L‘endroit marqué d’une croix parle aussi d’un voyage, mais, cette fois, immobile, celui d’un vieux capitaine, Bartlett, qui a transformé une des chambres de sa maison en cabine . Et il passe son temps à guetter l’arrivée d’un bateau qui doit lui rapporter un trésor enterré dans une île lointaine; même si le dit bateau a depuis longtemps coulé, le capitaine Bartlett continue à croire en ses rêves. Rêves qui en quelque sorte ont déteint sur son fils Nat qui, avec son père, voit aussi le bateau revenir, et des hommes venir et vider des coffres pleins… de poussière.Mais on ne saura jamais si cette obsession commune au père ou au fils tient plus du délire onirique ou d’une réalité peu crédible… Guy Freixe réussit à mettre en valeur cette espèce de connivence qui conduit à la folie le père et le fils, à la fois bien ancrés dans la réalité de la vie quotidienne mais victimes de leur obsession psychique qui va les détruire plus sûrement que n’importe quel virus grippal…

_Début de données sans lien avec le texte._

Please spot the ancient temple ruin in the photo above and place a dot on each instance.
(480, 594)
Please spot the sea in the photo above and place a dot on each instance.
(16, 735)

Dans ces trois pièces, on retrouve les thèmes chers au dramaturge américain: l’argent, toujours l’argent : l’argent des autres, l’argent dont on rêve et qui devait être rare chez les premiers émigrants irlandais comme le père du dramaturge, les relations difficiles entre père et fils, ( O’ Neill en savait quelque chose !), la part cachée que chaque être porte en lui et que, même ses plus proches ne peuvent apercevoir, le destin finalement tragique qui poursuit chaque être humain dès son berceau, et le bonheur indicible qu’il éprouve à mener sa petite vie personnelle malgré les les ennuis qui pleuvent. On a souvent dit , et avec raison, qu’ O’ Neill avait été proche des tragiques grecs, lui qui a aussi écrit Le deuil sied à Electre. En voyant ce triptyque fort bien monté et dirigé par Guy Freixe, on pense à cette phrase fameuse des Perses de l’immense Eschyle: « Même dans le malheur, jouissez des joies que la vie vous apporte, car la richesse ne sert à rien chez les morts »….
Philippe du Vignal
Le spectacle a été créé au Pôle culturel d’Alfortville le 5 novembre et est repris du 7 au 12 décembre à 20 h 30 au Café de la Danse à Paris. Puis en tournée: le 19 novembre à Epinal (88); le 24 novembre au Sémaphore de Sébazat ( 63); le 1 er décembre au Théâtre ATP de Poitiers (86); du 7 au 9 janvier à L’apostrophe, scène nationale de Cergy-Pontoise (95); le 21 janvier au Théâtre Gérard Philipe à Saint-Cyr- sur-l’Ecole; (78) le 26 janvier au Théâtre de Cachan et le 13 février au Théâtre des Sources de Fontenay-aux-Roses (92).